Among them was an opinion piece from the L.A. Times about a recent piece of California legislation, SB 967. This would mandate, among other things, that all California universities include the following language about sexual contact that occurs on campus:

  • An affirmative consent standard in the determination of whether consent was given by a complainant.
  • Prohibition on an accused perpetrator using self-intoxication or recklessness as a defense.  It would also not be a defense if the accused failed to take reasonable steps to ascertain consent.
  • An explicit provision that an individual is unable to give consent for sexual activity if the individual is asleep or unconscious; incapacitated due to drugs and/or alcohol; or unable to communicate due to a mental and/or physical condition.
  • A preponderance of the evidence standard in the determination of disciplinary action.

And so on. So far, so good, right?

Well… no. One of the opinion pieces, published in the Sunday June 1 L.A. Times, thinks that an affirmative consent standard is not only unlikely, but also unsexy. He writes: “The legislation’s affirmative consent requirement doesn’t apply just to sex. It covers all physical contact for which consent is required by a college’s sexual assault policy, like intimate touching. In real life, such contact is welcomed after it begins, not affirmatively consented to in advance.”
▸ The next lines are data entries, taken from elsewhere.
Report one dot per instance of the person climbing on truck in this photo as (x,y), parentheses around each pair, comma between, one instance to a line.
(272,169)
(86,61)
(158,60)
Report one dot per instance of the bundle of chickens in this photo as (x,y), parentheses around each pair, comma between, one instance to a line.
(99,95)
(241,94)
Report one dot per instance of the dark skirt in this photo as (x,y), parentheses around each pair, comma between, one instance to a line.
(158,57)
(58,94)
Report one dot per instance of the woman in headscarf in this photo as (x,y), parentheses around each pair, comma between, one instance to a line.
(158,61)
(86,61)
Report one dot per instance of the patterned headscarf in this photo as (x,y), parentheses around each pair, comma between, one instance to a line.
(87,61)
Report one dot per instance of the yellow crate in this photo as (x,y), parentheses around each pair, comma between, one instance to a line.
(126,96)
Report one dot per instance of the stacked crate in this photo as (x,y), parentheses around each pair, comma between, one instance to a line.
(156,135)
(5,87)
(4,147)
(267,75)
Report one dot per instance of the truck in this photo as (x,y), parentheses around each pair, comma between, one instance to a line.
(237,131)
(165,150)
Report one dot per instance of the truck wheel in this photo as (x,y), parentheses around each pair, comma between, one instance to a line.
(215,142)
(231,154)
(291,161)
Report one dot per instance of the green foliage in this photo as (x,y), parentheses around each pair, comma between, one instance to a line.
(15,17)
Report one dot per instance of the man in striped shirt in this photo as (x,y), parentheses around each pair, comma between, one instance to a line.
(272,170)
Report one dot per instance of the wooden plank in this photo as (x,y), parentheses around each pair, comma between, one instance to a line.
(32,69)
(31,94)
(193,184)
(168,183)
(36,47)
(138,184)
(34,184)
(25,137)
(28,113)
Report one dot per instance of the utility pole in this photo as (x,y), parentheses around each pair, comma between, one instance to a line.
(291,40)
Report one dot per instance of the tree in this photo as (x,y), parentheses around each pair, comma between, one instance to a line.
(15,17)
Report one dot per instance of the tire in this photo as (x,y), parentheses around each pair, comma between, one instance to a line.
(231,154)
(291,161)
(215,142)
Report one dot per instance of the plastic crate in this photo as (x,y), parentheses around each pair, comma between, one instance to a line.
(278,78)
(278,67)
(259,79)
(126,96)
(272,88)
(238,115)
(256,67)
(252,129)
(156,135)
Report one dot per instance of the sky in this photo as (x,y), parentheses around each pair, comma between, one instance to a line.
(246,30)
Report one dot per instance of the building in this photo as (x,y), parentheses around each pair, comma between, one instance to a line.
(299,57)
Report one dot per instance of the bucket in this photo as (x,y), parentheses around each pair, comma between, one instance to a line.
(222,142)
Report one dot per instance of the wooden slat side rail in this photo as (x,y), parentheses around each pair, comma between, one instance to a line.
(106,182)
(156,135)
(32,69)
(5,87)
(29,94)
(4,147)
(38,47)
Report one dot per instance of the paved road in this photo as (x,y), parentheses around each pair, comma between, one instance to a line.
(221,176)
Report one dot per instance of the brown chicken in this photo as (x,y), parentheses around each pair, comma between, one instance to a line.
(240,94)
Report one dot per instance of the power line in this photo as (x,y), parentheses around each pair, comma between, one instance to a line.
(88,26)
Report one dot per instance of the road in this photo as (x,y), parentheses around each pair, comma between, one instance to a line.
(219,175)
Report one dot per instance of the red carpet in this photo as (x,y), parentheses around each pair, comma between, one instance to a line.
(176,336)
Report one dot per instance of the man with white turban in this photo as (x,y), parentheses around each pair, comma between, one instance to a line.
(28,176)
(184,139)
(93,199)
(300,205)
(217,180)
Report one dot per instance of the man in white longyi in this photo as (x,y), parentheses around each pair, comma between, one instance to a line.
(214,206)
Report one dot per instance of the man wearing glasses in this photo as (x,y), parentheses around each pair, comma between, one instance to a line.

I hope y’all see that this is really problematic. This statement exemplifies the sex-negativity prevalent in our culture, specifically the idea that having to obtain consent by explicitly asking for it is un-sexy. It’s not hard to see where this idea comes from; in practically every Hollywood flick the characters experience mind-numbing chemistry, kiss, and wind up in bed together, with nary a word spoken.

Is it really all that terrible to have to ask for someone’s consent before touching or kissing them? Would it really be so soberingly un-sexy to say something like, “Hey, I’d like to kiss you. How do you feel about that?” Apparently, yes, there is no greater boner-killer than verbally obtaining consent.

What’s even more  troubling is that this opinion was expressed by Hans Bader, an attorney and former U.S. Department of Education Lawyer. In other words, the people making our laws don’t think obtaining verbal, explicit consent is sexy or feasible.

Another person, Sandra Perez, wrote in to say: “Legislation in Sacramento essentially would mandate that a would-be Romeo obtain an express opt-in before proceeding to bed with his sweetheart, as if any such target of Romeo’s desires doesn’t have ample opportunity to communicate her unequivocal wish to opt out.” This is another WTF comment, since it both assumes that men are always the initiators of sexual contact (which is a harmful construct of performing idealized masculinity) and that there are never coercive situations wherein women – or men – don’t feel safe saying no.

I’m saddened and disturbs that both of the quotes in this opinion piece reinforce negative, harmful, and untrue ideas about consent. Whether or not you’re in California and hence potentially affected by this law, I recommend reading up on consent and figuring out how to make it a more prominent part of your conversations and your practices. So here are some links:

Please read and consider passing on these links. I’m aware that there are more sophisticated (often feminist) conversations happening around consent, specifically problematizing the notion of “enthusiastic consent (and this discussion too), but hey, we have to start somewhere.

P.S. June is  Adult Sex Ed month! Consider this post a contribution!